2 Political Junkies might suggest this is the sort of thing that only happens in Bizarro World, but there really is a write-in campaign going on for former mayoral candidate Franco "Dok" Harris in the 4th Congressional District. A group of progressive Democrats -- who have been increasingly disenchanted with incumbent Jason Altmire -- launched an 11th-hour campaign to write in Harris' name as a contender on the Democratic ballot.
Initiated by the Quaker Valley Democrats, the effort literally got off the ground yesterday, and has been carried out largely through e-mail. Those supporting it are under no illusions that Harris, son of football great Franco Harris, will best Altmire. The more realistic goal is to encourage Harris -- or somebody on the left -- to challenge Altmire in 2012.

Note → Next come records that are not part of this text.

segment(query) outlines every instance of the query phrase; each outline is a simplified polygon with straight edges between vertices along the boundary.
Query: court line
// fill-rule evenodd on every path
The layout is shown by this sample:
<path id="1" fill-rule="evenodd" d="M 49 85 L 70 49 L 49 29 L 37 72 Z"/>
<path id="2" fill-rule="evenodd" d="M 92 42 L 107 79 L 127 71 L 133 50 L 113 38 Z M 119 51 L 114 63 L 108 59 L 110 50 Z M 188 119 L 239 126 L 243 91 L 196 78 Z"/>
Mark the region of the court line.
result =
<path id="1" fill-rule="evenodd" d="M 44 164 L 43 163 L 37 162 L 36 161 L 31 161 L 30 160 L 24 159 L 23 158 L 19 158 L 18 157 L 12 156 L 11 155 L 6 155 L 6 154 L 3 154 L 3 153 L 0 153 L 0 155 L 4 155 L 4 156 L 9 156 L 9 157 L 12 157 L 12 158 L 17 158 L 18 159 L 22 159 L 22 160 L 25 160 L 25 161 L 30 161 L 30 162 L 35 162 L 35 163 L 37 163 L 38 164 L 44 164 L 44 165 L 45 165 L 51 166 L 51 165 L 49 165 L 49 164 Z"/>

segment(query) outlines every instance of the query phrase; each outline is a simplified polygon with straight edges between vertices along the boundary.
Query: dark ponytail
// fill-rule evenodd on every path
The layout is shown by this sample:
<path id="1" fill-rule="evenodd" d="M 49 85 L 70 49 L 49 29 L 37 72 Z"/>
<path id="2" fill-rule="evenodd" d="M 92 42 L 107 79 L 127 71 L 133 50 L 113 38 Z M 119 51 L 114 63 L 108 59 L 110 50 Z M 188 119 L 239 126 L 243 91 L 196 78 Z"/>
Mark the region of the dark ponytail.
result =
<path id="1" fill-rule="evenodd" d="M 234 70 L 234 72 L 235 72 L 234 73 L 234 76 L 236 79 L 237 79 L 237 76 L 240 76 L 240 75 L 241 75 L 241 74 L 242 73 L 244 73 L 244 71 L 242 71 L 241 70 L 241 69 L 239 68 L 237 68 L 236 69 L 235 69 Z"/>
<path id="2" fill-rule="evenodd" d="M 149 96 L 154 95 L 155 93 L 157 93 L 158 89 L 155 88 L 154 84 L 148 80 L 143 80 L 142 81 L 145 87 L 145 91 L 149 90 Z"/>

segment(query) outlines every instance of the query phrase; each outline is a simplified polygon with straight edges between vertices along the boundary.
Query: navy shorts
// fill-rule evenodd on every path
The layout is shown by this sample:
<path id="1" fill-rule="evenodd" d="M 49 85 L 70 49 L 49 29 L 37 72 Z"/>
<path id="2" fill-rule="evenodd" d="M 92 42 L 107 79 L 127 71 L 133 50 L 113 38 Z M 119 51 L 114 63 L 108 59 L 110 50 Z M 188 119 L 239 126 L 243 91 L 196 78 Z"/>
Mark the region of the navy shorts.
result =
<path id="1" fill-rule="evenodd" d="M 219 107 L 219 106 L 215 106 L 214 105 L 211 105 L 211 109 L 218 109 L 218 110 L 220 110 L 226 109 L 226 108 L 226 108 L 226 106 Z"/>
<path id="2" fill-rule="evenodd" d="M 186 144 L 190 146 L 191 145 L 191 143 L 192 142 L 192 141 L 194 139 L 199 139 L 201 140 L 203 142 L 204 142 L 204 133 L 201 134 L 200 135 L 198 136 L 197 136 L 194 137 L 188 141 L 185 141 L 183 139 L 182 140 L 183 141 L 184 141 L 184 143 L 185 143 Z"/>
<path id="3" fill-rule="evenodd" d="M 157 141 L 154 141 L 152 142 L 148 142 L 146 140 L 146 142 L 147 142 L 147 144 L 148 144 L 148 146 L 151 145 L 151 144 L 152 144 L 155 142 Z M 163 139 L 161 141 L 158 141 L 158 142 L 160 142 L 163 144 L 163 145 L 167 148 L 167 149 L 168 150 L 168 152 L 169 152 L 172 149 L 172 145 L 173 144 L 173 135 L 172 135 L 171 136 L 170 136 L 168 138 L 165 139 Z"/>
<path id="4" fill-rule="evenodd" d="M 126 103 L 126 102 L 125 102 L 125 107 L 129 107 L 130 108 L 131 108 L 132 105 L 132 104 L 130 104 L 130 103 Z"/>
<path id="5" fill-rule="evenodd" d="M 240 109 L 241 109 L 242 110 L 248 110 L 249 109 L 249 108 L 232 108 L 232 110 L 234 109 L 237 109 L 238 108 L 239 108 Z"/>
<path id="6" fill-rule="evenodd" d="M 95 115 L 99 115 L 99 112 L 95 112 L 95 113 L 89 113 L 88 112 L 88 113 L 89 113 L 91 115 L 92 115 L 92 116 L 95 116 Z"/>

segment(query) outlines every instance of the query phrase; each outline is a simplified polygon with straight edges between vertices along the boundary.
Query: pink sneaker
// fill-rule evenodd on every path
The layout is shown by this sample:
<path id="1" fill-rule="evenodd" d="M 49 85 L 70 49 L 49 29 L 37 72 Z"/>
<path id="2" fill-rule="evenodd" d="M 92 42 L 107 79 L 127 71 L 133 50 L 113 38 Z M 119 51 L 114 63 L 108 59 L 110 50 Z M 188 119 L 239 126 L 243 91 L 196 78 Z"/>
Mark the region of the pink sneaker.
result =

Stephanie Dangel, a member of Quaker Valley Dems, acknowledges, "I don't think Harris had any plans to run." In fact, to the best of my knowledge, Harris doesn't even live in the district. You may recall that last November, Harris was one of two independents campaign challenging Pittsburgh mayor Luke Ravenstahl. And it turned out that for years before that run, he'd been been registered to vote in Sewickley -- where his parents live -- despite having lived in the city for several years. (It may be worth noting that Dangel supported Harris' mayoral run.)
So what's going on?
"We've been looking for someone to run against Jason for awhile" as an independent, Dangel says. "But no one was willing to do it, because they think they'll undermine Altmire and help the Republicans win." Local AFL-CIO Jack Shea mulled a challenge after Altmire voted against health-care reform, and Dangel says progressives reached out to New Castle businesswoman Georgia Berner as well. Berner lost to Altmire in the 2006 Democratic primary, when he first campained for the office. But while she and Harris were rumored as potential challengers earlier this year, neither of them jumped into the race.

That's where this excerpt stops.